La izquierda no marxista, por su parte, está desnortada y sin el empuje regenerador que tuvo en los años de la Transición democrática. Los que se dicen socialdemócratas no han logrado instrumentar un temario político que constituya una alternativa creíble y suficiente, sobre todo en el plano económico. De modo que el socialismo se desdibuja entre quienes no lo ven sino como una versión algo más generosa y edulcorada de la derecha pero a veces más ineficaz. Los disconformes siguen buscando algo dentro del sistema pero más a la izquierda. Lo mismo ocurre entre los liberales americanos, la socialdemocracia que no se atreve a decir su nombre. Los defraudados por Obama ponen ahora su ilusión en Bernie Sanders. Pero el punto ciego del PSOE sigue siendo su relación con los nacionalistas, llena de ambigüedad y oportunismo. La cacareada solución federal ha quedado en agua de borrajas o peor, ha roto aguas sin parto alguno.
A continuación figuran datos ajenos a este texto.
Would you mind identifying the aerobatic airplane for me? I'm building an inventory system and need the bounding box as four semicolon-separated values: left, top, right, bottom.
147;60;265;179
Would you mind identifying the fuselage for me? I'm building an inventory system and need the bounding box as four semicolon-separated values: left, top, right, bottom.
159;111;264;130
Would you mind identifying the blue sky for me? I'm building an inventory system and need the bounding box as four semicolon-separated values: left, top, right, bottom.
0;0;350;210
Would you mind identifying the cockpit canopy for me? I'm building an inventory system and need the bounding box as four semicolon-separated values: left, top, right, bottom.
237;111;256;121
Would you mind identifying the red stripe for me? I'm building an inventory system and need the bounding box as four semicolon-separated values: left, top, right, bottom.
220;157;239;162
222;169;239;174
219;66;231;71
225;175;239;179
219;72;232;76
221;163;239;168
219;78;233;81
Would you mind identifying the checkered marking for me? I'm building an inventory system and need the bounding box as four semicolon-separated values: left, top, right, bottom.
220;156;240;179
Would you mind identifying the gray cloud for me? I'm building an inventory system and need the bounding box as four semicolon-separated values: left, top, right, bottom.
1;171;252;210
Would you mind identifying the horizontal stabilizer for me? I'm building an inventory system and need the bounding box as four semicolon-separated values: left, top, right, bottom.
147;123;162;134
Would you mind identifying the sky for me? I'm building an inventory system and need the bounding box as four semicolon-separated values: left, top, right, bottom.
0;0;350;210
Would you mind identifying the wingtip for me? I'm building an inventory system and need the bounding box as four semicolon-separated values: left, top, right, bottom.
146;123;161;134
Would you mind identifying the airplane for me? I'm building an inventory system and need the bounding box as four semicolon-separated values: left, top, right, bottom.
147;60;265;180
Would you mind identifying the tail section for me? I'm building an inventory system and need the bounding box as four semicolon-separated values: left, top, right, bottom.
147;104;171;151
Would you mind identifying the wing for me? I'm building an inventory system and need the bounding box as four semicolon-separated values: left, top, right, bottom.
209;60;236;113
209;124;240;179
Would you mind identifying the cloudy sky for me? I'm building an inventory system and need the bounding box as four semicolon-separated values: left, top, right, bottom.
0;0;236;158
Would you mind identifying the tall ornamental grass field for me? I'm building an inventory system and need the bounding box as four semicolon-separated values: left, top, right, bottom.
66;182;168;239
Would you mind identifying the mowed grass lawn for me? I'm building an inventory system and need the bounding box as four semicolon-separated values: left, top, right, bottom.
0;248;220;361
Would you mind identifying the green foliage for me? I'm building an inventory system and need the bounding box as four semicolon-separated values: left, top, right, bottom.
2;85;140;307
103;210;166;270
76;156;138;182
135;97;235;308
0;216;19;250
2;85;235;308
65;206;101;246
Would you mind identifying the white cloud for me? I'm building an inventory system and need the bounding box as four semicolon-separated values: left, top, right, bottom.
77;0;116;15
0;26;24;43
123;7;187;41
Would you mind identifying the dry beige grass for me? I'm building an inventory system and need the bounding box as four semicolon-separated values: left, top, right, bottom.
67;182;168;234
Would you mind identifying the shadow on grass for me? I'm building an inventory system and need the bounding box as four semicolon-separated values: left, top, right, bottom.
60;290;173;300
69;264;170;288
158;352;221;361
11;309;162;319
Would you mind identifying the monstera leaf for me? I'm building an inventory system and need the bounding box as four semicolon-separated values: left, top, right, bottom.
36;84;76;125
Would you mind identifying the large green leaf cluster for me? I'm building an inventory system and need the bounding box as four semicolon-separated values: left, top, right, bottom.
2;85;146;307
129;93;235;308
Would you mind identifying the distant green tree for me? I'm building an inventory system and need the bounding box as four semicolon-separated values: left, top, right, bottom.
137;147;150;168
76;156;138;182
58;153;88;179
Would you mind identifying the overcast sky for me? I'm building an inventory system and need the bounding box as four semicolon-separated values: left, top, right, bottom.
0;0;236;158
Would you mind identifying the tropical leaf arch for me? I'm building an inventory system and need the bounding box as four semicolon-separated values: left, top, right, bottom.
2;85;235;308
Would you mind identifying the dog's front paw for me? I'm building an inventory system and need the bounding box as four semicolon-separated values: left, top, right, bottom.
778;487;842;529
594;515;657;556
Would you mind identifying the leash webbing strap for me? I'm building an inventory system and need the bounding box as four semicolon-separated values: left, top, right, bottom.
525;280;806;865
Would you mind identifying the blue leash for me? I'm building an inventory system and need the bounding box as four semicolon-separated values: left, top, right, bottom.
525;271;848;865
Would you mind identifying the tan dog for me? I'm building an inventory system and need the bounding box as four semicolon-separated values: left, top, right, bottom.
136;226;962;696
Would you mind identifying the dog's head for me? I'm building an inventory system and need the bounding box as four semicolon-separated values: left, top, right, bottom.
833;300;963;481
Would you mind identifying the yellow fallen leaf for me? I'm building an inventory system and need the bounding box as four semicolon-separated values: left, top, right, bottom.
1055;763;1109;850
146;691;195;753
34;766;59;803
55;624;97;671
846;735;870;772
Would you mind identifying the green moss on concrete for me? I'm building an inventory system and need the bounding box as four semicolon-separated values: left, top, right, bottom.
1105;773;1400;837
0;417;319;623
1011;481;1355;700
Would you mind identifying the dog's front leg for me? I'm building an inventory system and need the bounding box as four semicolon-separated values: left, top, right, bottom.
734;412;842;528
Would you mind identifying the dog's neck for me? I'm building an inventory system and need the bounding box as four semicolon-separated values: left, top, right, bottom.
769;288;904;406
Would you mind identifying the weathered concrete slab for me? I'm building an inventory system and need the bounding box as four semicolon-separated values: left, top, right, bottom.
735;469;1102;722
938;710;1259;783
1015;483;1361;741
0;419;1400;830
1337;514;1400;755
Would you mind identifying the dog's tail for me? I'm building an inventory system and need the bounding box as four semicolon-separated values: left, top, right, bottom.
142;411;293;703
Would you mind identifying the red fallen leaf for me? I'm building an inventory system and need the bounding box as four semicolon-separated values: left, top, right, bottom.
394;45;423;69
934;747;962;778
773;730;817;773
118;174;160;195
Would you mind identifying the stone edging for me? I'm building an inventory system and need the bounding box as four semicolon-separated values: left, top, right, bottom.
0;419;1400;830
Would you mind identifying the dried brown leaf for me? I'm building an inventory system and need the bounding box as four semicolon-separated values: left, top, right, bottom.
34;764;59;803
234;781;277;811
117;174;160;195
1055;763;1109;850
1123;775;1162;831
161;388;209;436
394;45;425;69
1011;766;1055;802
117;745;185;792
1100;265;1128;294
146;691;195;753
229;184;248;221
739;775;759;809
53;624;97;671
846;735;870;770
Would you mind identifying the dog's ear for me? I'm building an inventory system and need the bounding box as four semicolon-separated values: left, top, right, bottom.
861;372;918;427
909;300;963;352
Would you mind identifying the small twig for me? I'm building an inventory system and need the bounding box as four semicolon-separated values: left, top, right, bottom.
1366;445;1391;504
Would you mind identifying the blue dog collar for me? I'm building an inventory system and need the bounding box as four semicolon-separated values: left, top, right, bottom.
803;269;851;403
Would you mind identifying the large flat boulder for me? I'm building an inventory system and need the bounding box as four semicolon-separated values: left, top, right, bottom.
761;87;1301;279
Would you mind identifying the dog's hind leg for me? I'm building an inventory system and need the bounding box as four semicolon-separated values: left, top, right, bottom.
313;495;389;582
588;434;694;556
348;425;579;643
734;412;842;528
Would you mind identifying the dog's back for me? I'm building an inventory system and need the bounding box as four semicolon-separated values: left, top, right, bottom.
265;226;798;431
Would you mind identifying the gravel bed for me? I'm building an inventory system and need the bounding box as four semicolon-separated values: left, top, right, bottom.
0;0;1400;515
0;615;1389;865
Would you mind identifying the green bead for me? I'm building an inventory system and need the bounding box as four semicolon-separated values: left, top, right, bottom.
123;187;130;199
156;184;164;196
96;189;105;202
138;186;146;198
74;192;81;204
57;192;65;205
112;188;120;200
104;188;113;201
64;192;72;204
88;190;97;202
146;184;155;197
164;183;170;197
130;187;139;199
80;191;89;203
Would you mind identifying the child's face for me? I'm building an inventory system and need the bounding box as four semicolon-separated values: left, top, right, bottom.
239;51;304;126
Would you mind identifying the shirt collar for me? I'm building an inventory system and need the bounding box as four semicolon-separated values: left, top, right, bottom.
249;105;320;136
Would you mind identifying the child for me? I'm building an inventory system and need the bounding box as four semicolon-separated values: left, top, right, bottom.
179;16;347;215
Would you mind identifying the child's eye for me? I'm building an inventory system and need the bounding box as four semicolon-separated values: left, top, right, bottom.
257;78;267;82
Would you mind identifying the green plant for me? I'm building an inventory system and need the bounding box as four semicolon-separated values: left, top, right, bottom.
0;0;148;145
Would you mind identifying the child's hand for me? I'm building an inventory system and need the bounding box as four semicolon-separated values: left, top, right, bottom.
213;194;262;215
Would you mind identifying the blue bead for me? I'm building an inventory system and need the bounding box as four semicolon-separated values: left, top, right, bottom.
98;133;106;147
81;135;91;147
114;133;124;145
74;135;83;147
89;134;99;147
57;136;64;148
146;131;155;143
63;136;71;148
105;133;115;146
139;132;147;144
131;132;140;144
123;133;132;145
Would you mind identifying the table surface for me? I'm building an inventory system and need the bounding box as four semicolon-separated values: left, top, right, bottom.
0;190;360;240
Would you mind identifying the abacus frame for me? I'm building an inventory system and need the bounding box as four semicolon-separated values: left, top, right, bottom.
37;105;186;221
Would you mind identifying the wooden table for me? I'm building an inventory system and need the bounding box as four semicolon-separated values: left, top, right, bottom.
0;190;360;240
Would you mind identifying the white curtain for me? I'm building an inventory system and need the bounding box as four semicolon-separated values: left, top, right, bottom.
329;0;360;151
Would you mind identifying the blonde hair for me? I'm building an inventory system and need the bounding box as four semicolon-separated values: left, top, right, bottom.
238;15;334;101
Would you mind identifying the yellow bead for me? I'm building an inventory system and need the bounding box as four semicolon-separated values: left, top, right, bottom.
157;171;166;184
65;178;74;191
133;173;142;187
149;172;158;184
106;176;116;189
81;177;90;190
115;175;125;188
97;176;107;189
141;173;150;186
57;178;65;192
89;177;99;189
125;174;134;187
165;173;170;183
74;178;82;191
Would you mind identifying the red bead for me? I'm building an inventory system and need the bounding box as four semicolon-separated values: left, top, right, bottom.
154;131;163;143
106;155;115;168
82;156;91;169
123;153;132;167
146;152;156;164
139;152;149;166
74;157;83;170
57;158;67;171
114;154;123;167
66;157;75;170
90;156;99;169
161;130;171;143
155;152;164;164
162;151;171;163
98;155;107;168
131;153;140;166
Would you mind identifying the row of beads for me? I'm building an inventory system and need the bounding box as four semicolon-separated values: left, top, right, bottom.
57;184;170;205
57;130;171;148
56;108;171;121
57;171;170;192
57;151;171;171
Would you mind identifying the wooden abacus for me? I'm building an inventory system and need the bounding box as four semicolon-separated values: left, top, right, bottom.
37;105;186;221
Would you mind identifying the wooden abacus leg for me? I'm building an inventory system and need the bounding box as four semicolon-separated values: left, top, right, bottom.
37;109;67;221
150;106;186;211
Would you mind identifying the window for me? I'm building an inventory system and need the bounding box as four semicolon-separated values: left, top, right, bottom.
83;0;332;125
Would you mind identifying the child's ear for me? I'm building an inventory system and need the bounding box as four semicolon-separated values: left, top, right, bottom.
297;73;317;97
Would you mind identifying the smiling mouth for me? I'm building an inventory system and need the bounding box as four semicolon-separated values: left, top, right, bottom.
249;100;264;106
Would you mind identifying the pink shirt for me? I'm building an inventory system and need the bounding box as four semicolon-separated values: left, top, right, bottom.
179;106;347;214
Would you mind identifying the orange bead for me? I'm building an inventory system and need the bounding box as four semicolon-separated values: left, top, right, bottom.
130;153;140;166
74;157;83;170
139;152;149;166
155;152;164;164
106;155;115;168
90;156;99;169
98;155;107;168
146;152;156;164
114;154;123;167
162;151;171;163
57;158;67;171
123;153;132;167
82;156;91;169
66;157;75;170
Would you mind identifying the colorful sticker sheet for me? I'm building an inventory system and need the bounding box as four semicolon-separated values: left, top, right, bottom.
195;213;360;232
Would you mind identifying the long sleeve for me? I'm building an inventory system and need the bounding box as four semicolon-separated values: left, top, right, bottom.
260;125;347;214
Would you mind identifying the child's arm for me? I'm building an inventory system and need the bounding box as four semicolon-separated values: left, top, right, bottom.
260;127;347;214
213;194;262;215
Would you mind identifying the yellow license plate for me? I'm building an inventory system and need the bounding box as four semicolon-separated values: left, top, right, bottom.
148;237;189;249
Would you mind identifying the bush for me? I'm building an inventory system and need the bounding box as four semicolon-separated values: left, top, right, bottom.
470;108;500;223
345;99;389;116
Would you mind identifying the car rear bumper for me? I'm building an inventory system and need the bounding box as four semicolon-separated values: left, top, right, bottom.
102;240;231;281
En este panorama, el populismo recién patentado juega con ventaja. Su línea de crédito no se amplía resolviendo conflictos, sino manteniéndolos vivos y aprovechando la indignación que despiertan para cohesionar sus grupos informes. Su proyecto político no está hecho de propuestas sino de exigencias imperiosas: cuanto menos se le satisfagan, más fuerza adquiere. Sus propuestas culturales son siempre desaforadamente radicales, como la obrita de los titiriteros, que no tiene nada que ver con la apología del terrorismo sino con su banalización habitual por la izquierda radical y con la denigración de jueces, monjas, policías y tutti quanti que responden al simplismo y la imprecisión. Por eso ahora se envuelven en una ardorosa defensa de la libertad de expresión, mientras por otra parte propugnan la retirada del callejero a ilustres escritores de derechas que la practicaron o apoyan. Imaginen cómo sería el Ministerio de Educación en esas manos.
Y en este embrollo los ciudadanos… ¿qué querrán? ¿Lo mejor, lo peor y todo lo contrario? Lo único cierto es que, en palabras de José Luis Villacañas, “quien produzca pobreza cultural y falta de instancias ideales no debería quejarse del populismo”. Ni del resto de los males políticos, me parece a mí.